Six items loaded on other factors compared to the original MFI subscales [22]. Item 8 (“Physically I can take on a lot”) loaded on factor 2 (reduced activity) instead of the physical fatigue subscale. Item 4 (“I feel like doing all sorts of nice things”) and item 15 (“I have a lot of plans”) loaded on factor 2 (reduced activity) instead of the reduced motivation subscale. Item 10 (“I think I do very little in a day”) and item 17 (“I get little done”) loaded on factor 3 (reduced motivation) instead of the reduced activity subscale. Item 19 (“My thoughts easily wander”) loaded on factor 3 (reduced motivation) instead of the mental fatigue subscale.
The factor loadings ranged from 0.43 to 0.82, representing the actual correlation between each item and the factor scores (Table 2).

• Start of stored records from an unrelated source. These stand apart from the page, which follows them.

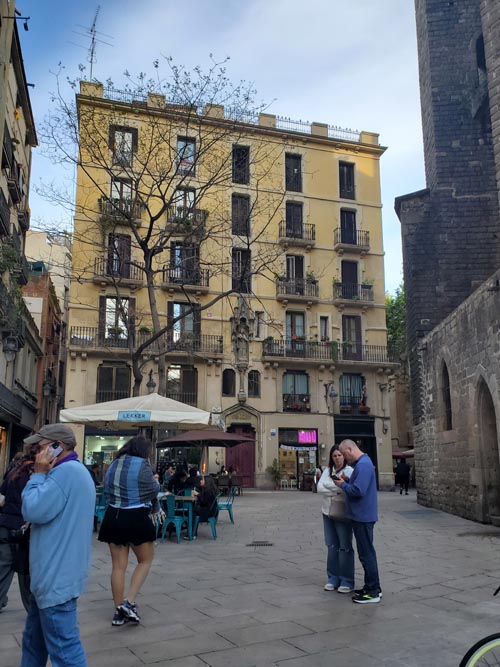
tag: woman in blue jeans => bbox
[318,445,354,593]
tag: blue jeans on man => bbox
[21,597,87,667]
[323,514,354,588]
[352,521,380,595]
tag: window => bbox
[99,296,133,347]
[165,364,198,406]
[340,373,365,407]
[282,371,311,412]
[253,310,265,339]
[109,125,137,167]
[342,315,363,360]
[340,209,357,245]
[319,315,330,341]
[232,248,252,294]
[96,362,131,403]
[441,363,453,431]
[222,368,236,396]
[177,137,196,176]
[231,195,250,236]
[106,234,131,278]
[168,241,200,285]
[233,146,250,185]
[248,371,260,398]
[286,201,304,239]
[339,162,355,199]
[285,153,302,192]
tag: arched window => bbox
[248,371,260,398]
[222,368,236,396]
[441,363,453,431]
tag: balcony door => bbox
[340,210,356,245]
[286,255,304,294]
[342,315,363,361]
[107,234,131,278]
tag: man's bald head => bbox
[339,439,363,463]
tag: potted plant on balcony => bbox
[266,459,281,491]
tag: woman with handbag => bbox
[318,445,354,593]
[98,436,160,625]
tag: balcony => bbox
[99,197,142,227]
[333,283,374,310]
[276,278,319,306]
[161,263,209,294]
[336,395,370,416]
[333,227,370,255]
[278,222,316,249]
[283,394,311,412]
[167,206,208,235]
[92,257,144,289]
[262,336,398,364]
[68,326,223,356]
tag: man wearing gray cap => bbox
[21,424,95,667]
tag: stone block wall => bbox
[413,271,500,523]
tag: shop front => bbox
[278,428,318,491]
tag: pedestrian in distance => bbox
[0,444,39,611]
[395,459,410,496]
[318,445,354,593]
[21,424,95,667]
[333,440,382,604]
[98,436,160,626]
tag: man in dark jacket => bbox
[333,440,382,604]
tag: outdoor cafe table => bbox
[157,491,197,540]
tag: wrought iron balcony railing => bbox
[279,222,316,241]
[262,336,398,364]
[276,278,319,299]
[333,227,370,252]
[167,206,208,228]
[162,263,209,287]
[99,197,142,222]
[333,283,374,302]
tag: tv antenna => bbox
[72,5,113,81]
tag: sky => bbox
[16,0,425,293]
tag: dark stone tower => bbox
[395,0,500,424]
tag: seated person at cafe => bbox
[184,468,201,491]
[167,468,187,495]
[193,475,219,523]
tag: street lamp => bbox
[146,369,156,394]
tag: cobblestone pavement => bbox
[0,491,500,667]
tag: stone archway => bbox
[477,379,500,525]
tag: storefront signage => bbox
[118,410,151,422]
[298,431,317,445]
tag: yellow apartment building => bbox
[65,82,395,487]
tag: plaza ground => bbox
[0,491,500,667]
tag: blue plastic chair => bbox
[217,486,236,524]
[193,493,220,540]
[161,494,187,544]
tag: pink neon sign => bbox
[299,431,316,445]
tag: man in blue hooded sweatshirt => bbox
[333,440,382,604]
[21,424,95,667]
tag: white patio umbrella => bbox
[60,394,210,429]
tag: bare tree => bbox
[40,59,284,395]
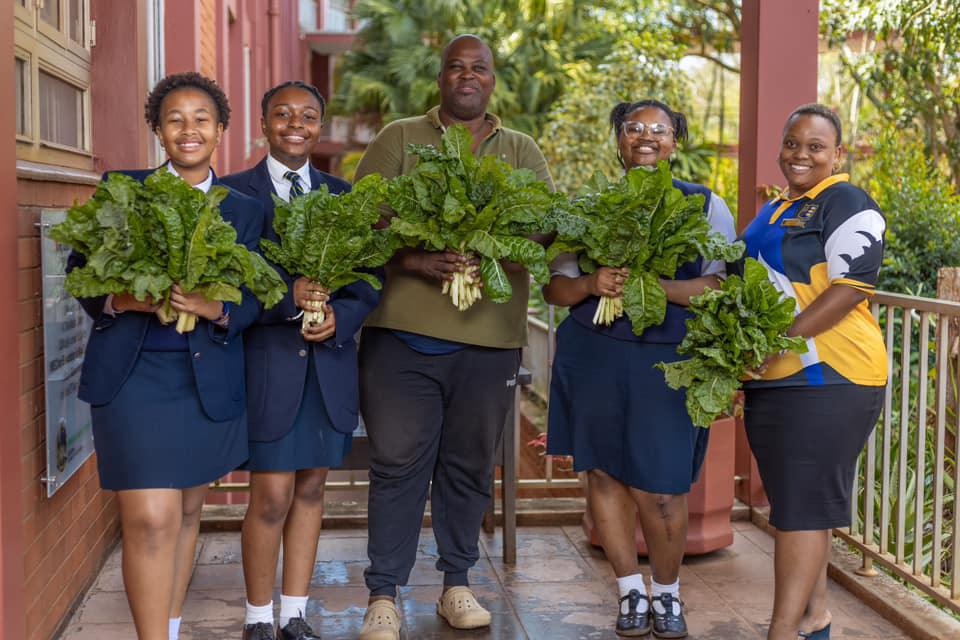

The factor correlation matrix shows fair to good correlations between factors (ρ = 0.36 to 0.68). Factor correlations between general/physical fatigue, reduced activity, reduced motivation, and mental fatigue and the MFI-TC total scores were 0.91, 0.81, 0.86, and 0.68, respectively (Table 3).
[Figure omitted. See PDF.]
Table 3. Correlations between subscales and the total score of the MFI-TC.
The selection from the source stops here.